Прадов загадочно улыбнулся.
– На третьем курсе, наша группа отправилась на экскурсию в этот музей. Нина Федоровна проводила её сама. Помню, под каким впечатлением был от этой женщины, особенно, когда она заговорила на французском, ведь сам изучал этот язык. Женщина увидела во мне родственную душу и после окончания экскурсии пригласила к себе в кабинет на чашку чая. Мы долго говорили на языке, вытягивая гласные и совершенствуясь в произношении, – мужчина мечтательно улыбнулся и протянул мне меню. – После этого я стал заходить к ней в гости, но не так часто, как мне бы хотелось. Всё времени не было. Глупый был. Мы ведь почему-то считаем, что люди живут вечно. Когда Нина Фёдоровна умерла, я даже не знал…

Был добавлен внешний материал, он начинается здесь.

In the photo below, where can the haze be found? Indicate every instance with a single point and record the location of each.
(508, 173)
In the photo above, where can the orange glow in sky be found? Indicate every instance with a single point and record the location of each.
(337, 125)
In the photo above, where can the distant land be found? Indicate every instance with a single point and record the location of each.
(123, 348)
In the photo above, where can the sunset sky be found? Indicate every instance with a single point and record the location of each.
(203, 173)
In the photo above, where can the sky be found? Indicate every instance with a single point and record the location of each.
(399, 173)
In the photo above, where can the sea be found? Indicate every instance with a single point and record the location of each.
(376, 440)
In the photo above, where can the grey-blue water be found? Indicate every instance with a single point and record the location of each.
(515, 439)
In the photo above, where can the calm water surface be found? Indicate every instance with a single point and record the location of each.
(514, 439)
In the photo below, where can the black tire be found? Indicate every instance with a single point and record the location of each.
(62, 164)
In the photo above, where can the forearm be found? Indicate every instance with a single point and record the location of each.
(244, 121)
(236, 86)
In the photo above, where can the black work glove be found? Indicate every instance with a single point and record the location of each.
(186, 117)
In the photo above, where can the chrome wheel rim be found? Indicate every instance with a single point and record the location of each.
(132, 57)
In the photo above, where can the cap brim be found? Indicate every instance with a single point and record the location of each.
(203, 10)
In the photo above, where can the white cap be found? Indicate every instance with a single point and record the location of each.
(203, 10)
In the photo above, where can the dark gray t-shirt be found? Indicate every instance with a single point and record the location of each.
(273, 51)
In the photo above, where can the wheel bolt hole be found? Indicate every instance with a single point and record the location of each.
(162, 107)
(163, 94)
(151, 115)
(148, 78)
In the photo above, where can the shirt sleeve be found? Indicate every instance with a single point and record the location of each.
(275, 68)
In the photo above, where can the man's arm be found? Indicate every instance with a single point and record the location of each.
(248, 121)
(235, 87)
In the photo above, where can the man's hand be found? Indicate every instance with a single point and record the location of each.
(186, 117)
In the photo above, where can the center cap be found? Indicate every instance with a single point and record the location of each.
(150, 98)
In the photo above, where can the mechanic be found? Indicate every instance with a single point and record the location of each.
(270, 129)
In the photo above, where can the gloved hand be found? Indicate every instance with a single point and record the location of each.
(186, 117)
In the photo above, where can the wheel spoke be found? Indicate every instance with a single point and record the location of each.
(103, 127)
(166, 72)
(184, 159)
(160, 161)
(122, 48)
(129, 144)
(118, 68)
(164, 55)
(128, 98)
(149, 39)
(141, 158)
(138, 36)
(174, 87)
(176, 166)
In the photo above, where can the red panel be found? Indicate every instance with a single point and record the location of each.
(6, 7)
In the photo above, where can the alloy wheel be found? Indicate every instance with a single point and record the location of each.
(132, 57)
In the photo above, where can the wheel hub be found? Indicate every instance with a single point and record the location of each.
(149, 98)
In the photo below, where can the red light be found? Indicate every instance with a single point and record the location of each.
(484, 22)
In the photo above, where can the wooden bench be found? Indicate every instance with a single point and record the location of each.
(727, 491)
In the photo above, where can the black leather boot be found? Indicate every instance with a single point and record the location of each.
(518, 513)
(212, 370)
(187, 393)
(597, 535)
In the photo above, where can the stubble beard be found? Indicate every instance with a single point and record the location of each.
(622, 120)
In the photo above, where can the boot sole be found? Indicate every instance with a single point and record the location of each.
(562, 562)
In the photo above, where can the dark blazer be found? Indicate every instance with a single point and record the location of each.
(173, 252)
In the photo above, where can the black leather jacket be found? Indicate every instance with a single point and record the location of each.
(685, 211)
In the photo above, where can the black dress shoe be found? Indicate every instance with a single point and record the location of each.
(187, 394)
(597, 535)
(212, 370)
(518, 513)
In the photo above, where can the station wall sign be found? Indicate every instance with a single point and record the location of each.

– Я хочу стать дизайнером-модельером, – скрывая горечь и грусть, произнесла я. Воспоминания о бабушке никогда не давались мне легко. Всегда сжимается сердце, и простая радость об этом замечательном человеке грозит перерасти в истерику. Слишком много дала мне эта сухенькая, уверенная и целеустремлённая женщина, чтобы я просто смирилась с её «уходом». Слишком рано она умерла…
– Интересно, – задумчиво произнёс Прадов. – Алиса, надо сделать заказ, – прошептал он. Только сейчас заметила стоящую рядом черноволосую женщину в переднике и блокнотом в руках.